Il rappelle à tout le monde la simplicité de la course à pied : à 95 ans, le sagranier Charly Bancarel sera sur le 10 km du Marathon pour tous des Jeux olympiques. La retraite sportive n’est toujours pas prévue.
À l’évocation, son regard s’allume. Il aura 95 ans lundi, mais Charly Bancarel n’est pas près d’être blasé par la course à pied. Demain, il s’alignera sur le dix kilomètres du Marathon pour tous des Jeux olympiques de Paris, en doyen de la course : « Je suis enchanté de le faire. C’est un honneur pour moi. Cela ne se renouvelle pas tous les ans ! »
Les derniers Jeux olympiques à Paris, c’était en 1924. Charly Bancarel est né le 12 août 1929, cinq ans après. Mais il faudra encore plus de cinq décennies plus pour que ce discret sagranier, chauffeur de bus puis patron du Baillage, se mette à réellement enchaîner les dossards, sur le tard.
Avec une simplicité non-feinte. « J’ai toujours beaucoup marché. Ensuite, c’était juste vivre normalement, faire un peu d’entretien physique », sourit-il. Il se reconnaît un peu de chance, « je n’ai jamais eu de raideur articulaire ou de choses comme ça. »
Puis, années après années, l’âge avançant mais sans faiblir sur les engagements, l’attention s’est portée sur lui. Dans le Cantal, d’abord, où ce marathonien sexagénaire, septuagénaire, puis octogénaire a commencé à se faire un nom en bouclant des parcours à Paris, New-York et Berlin tout en s’alignant sur les trails du coin.
La France l’a découvert au marathon de Paris en 2023. Il en était alors le doyen, à 93 ans. Il s’est laissé porter par la ferveur, accompagné par sa petite-fille Virginie : « Je l’ai vécu en courant avec tout mon cœur. C’était gentil, simple, j’entendais partout “Charly, Charly !”. C’était incroyable, impensable. »
À Salers, si les locaux connaissent bien ce zébulon aux yeux bleus qui parcourt les routes de Mauriac à Saint-Paul, par tous les temps, à pied comme à vélo, les touristes ont commencé à l’arrêter pour faire des photos. Sa sélection pour porter la flamme olympique, à Bergerac, n’a pas arrangé les choses : Charly Bancarel est devenu une célébrité.
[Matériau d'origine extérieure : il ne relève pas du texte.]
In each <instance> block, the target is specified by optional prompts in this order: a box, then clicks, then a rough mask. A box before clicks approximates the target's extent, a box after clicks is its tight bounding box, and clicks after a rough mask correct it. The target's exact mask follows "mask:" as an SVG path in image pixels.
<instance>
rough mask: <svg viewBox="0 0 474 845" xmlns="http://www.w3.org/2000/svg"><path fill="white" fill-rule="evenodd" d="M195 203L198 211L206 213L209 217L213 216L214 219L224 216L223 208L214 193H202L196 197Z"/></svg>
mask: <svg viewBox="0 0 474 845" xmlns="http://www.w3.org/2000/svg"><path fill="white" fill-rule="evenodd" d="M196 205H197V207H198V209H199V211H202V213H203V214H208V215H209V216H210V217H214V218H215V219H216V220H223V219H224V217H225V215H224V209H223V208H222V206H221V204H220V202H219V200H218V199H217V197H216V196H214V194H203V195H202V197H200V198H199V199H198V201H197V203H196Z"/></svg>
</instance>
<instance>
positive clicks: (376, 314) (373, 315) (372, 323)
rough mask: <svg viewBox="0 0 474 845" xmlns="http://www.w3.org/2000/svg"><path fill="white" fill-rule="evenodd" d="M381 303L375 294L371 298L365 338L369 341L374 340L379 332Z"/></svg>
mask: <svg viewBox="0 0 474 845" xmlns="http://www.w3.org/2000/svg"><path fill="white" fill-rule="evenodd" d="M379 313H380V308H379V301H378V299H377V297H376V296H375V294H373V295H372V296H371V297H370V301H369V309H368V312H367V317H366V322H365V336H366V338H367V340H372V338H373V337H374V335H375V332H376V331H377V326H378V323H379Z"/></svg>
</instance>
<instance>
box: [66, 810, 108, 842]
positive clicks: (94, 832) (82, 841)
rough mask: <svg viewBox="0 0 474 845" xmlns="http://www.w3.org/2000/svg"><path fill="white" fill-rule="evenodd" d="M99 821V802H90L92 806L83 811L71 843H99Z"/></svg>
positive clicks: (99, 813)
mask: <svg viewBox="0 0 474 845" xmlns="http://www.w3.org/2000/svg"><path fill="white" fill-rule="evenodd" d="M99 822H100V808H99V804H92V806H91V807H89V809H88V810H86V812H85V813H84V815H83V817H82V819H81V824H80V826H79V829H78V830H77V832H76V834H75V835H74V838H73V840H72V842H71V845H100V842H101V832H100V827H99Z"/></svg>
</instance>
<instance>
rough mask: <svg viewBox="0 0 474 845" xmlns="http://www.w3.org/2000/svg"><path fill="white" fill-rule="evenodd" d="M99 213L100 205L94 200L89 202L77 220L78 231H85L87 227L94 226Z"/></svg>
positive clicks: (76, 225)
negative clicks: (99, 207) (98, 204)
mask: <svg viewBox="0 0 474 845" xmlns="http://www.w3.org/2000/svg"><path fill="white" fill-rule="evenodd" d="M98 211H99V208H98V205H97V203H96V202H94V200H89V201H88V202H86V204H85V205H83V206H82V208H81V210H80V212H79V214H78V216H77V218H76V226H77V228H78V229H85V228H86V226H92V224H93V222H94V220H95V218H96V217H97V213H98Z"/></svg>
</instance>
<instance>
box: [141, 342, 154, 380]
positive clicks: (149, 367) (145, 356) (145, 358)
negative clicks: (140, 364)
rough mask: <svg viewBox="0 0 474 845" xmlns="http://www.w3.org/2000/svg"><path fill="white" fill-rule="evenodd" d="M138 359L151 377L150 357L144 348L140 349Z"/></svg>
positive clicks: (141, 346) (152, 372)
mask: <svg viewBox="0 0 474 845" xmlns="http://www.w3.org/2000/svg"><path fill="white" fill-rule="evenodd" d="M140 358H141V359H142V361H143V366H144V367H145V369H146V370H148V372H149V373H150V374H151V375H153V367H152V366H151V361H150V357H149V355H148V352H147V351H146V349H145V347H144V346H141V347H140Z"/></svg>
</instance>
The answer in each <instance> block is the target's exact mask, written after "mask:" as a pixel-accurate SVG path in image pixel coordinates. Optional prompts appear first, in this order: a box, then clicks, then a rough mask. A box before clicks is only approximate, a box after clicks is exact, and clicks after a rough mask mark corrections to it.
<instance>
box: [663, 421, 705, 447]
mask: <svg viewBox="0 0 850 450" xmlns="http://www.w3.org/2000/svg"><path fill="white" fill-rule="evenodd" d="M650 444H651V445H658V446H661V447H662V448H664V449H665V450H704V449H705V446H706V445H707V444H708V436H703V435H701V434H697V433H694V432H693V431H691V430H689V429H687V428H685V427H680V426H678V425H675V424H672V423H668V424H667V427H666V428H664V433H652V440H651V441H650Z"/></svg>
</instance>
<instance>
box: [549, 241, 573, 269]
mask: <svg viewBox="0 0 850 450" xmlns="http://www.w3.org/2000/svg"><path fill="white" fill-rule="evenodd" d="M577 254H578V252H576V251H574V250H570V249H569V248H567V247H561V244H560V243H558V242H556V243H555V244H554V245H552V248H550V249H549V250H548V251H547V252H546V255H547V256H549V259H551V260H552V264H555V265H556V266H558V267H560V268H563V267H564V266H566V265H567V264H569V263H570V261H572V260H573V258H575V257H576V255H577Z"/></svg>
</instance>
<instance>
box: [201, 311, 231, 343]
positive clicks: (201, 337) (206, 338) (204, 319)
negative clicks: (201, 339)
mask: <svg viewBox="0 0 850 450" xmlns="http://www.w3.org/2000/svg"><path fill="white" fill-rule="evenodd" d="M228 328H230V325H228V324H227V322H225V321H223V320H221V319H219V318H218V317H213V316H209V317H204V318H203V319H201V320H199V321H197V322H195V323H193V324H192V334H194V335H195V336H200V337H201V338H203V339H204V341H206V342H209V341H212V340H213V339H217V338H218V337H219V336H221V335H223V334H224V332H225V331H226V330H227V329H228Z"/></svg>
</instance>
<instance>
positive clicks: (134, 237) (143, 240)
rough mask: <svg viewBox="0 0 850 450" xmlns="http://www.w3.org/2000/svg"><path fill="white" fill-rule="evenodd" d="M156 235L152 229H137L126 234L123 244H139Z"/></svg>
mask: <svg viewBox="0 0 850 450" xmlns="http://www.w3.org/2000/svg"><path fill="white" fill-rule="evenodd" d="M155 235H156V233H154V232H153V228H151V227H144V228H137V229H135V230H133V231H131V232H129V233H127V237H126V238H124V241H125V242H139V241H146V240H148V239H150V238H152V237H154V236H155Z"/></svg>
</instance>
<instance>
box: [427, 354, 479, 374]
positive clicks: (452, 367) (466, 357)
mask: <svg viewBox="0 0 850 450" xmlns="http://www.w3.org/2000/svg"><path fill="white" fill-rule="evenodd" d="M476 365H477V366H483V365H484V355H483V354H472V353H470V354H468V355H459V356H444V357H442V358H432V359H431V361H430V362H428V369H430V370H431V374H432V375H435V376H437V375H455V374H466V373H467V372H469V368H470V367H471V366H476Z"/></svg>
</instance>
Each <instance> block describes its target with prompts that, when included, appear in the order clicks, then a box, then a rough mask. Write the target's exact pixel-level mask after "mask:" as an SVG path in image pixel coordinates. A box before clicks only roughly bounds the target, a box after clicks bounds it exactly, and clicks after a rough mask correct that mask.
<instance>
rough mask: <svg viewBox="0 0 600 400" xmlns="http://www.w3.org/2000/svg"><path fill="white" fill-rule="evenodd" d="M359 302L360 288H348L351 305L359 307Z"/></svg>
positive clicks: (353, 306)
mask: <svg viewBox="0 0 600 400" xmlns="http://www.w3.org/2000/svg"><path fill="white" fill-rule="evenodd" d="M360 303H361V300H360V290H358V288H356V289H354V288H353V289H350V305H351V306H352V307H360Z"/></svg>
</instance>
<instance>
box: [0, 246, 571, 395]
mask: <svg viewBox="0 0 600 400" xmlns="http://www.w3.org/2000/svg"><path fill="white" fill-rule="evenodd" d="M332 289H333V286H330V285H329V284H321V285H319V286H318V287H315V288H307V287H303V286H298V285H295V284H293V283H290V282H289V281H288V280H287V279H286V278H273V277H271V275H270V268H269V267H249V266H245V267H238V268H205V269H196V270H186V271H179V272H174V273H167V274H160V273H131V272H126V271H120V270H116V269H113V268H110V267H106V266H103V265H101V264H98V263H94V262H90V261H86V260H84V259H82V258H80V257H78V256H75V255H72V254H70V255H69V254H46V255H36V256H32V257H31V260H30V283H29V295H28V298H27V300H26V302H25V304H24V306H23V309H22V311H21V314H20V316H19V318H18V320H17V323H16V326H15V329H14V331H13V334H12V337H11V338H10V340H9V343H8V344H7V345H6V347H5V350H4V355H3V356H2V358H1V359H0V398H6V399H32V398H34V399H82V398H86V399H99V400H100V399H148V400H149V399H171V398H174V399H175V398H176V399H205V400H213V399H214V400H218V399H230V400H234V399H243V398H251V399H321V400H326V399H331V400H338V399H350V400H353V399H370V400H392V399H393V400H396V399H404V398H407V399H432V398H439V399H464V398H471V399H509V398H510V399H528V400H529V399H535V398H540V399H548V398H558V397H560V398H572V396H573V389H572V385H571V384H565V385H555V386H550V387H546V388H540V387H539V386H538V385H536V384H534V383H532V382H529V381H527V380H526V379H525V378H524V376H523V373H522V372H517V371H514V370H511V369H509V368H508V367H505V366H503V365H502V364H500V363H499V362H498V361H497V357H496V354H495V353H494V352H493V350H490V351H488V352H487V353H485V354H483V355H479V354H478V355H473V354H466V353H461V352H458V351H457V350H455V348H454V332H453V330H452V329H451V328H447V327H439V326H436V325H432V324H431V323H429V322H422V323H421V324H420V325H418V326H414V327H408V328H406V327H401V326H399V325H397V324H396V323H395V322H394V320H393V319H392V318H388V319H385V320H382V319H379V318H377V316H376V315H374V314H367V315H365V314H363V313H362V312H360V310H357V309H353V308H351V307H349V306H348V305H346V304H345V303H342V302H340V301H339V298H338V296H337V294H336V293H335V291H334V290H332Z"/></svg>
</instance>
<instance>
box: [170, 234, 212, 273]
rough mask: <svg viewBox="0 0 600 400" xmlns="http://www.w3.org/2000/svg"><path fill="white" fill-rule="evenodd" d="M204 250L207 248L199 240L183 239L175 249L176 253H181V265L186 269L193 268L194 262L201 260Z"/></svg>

Sans le changer. Fier d’avoir été choisi, il est surtout profondément ému d’avoir partagé ce moment avec sa famille.
À Salers, les touristes l’arrêtent pour prendre une photoPour aller à Paris, il continue la même recette que d’habitude : le train d’Aurillac à Austerlitz, la veille du départ, une chambre, toujours dans le même hôtel, la course puis un retour aussi sec au pied du puy Violent, dès dimanche. Tout juste note-t-il que ce sera la première fois qu’il prendra un départ à 23 h 30, mais il balaie cela d’un revers de main : « L’habitude sera facile à prendre, puis c’est sûrement très bien éclairé. Cela ne me porte pas peine. » Pas plus que l’étouffante chaleur, « j’adore ça. »
N’allez pas penser qu’il s’agit d’un jubilé : il remettra le couvert sur le 10 km de Dax, dès le 14 août, auprès de son copain Alain Létard, le speaker de la Pastourelle. Ensuite, « je vais me relâcher un peu, on verra au printemps. » Il a un peu baissé les distances, mais reste agile : « Je cours à ma manière, tranquillement. Je ne me mets pas la pression. »
Le regard pétille, comme celui d’un enfant, au milieu des dizaines de coupes qui décorent son salon. « J’ai toujours des projets, vous savez ! Un jour, quand je serai plus âgé, je rangerai tout ça. » Il rit, reprend sa maxime : « On ne s’arrête pas quand on vieillit, on vieillit quand on s’arrête. » Et à Salers, l’âge n’arrive toujours pas à rattraper Charly Bancarel.